Tuesday, September 11, 2012

Biology Class

Most of my formative years happened in the obnoxiously distinctive decade known as "the 80s". It is no surprise then that my wardrobe choices and fads over the years have been less than timeless (though I have held the line with the fall flannel shirt pretty courageously. RIP Kurt).

One of my more prideful (at the time) and humorous (now) clothing collections was frog shirts. No, not those Johnny-come-lately Peace Frog shirts, the Earth Day type frog shirt and my personal favorite, the poison arrow frog shirt! I loved it when kids would want to pick out which little rainbow frog they liked best, or when girls would stop and read the dire environmental warning silk-screened gloriously across my scrawny chest about frogs being an indicator species for unhealthy changes in nature. . .

I don't know when the obsession started with frogs, but I know for sure when it didn't start:
Biology Class. We had a legend in our school named Mrs. Grove, a grizzly bear crossed with a tsunami, a hungry hawk perched on high and we the field mice, a cranky grim reaper wearing a six foot grandma disguise. . .who sometimes masqueraded as a sane person who knew some things about nature and yelled them at pubescent bags of bones trembling like mugs of coffee sitting on an unbalanced washing machine. . .

But enough about those lingering memories (nightmares), we are talking about frogs.

Biology Class is where you got to dissect animals for the first time. Most of us started with the earthworm, or maybe a cow's eyeball (What are we, witches?), but wherever we started, we almost always went the way of that rite of student passage known as frog dissection. I've heard of "really cool" schools who provide baby pigs or even sharks to dissect, but I think coolness can be a relative term sometimes (I'm looking at you skinny jeans. I know you're an easy target these days, but wow, I feel less shame about my John Stockton shorts than you'll feel 15 years from now with those pants. Trust me. Children of the 80s have a good feel for these things.)

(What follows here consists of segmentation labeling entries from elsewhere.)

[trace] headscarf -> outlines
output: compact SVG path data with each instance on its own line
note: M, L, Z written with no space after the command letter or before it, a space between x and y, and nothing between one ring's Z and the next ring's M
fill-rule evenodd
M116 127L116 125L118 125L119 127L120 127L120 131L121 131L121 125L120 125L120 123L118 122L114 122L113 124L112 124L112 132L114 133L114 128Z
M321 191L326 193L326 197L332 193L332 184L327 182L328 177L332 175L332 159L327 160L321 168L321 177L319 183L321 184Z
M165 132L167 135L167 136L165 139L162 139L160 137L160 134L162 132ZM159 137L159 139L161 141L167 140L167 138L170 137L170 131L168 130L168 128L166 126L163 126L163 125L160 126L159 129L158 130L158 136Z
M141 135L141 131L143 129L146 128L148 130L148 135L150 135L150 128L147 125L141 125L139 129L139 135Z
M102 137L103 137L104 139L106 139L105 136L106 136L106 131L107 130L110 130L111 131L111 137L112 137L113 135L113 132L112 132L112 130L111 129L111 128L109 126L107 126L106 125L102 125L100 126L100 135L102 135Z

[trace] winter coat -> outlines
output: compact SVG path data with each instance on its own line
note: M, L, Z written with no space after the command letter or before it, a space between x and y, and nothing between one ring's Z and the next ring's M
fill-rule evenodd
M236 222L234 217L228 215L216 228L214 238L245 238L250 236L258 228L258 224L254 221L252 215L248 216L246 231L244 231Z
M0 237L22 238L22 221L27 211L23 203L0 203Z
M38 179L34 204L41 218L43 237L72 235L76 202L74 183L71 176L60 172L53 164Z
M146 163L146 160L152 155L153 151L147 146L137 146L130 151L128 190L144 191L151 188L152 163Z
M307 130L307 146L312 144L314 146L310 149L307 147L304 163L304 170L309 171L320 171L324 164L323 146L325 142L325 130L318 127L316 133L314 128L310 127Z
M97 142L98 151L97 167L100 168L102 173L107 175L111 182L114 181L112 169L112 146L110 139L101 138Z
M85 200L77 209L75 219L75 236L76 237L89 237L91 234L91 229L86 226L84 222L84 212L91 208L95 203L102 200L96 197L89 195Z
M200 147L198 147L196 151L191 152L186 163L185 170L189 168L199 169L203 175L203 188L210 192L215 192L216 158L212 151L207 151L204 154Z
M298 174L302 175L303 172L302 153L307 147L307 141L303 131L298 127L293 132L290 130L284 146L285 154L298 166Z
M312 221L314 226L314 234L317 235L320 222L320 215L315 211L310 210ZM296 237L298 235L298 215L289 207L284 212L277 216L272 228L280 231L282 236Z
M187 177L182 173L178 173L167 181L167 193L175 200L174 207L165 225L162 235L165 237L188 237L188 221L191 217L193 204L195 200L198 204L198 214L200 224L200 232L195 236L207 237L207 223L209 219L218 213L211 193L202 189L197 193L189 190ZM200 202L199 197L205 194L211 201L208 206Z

Remember the smell of pasty green frogs in the air? The precarious feel of the over-sized safety goggles on your face? The tiny shake in your hands holding the scalpel as it hovered over the belly of the worshiping amphibian?

A few hesitant slices later, a few sticks of pins, and you were staring at the circuitry of life. Your teacher (or Force of Nature in my case) was asking you (or growling spit-filled verbiage in my case) to identify the parts of frog anatomy. There's his little frog belly where all those flies go, and his little bowels (which, if nicked by a blade clumsily wielded led to other mysteries of life), and the powerful muscles where hops come from. . .

I definitely did not fall in love with frogs (or their Tshirts) in Biology class.

I loved their otherwordly eyes, their vivid greens, their smooth and comical underwater swimming strokes you could only see on a sunlit day in a happy creek after you'd startled one off the bank with your noisy approach. . .

I may have learned what the insides of a frog looked like in that class known as Biology, but I learned what Frogness was from delighting in frogs. You have to kill an animal to dissect it.

If you've made it this far (long blog post, I know), here's my heart:

Life in Christ is a live frog and if you start messing too much with the insides, trying to define exactly what it means to be a frog, you kill it. This is not a statement against systematic knowledge, but it is a compassionate plea to smell the air for embalming fluid when you are seeking knowledge from others for what life in Christ is like. . .

My growing suspicion is that God is more pleased by our amazement in the thrilling leaps of  frogs though we do not know how or why than He is in us being able to accurately express the technical terms for amphibian guts. . .

What is Biology again? The study of life.

Welcome to class.

Matt O.

1 comment:

  1. So true!! I've been going through Michael Yaconelli's book 'Dangerous Wonder: the Adventure of Childlike Faith' with a group of leaders that have a heart for students. These conversations has been so fun and refreshing :)
    There is never that invisible rope inside the discussion that is constantly tugged and yanked as the comments rally back and forth.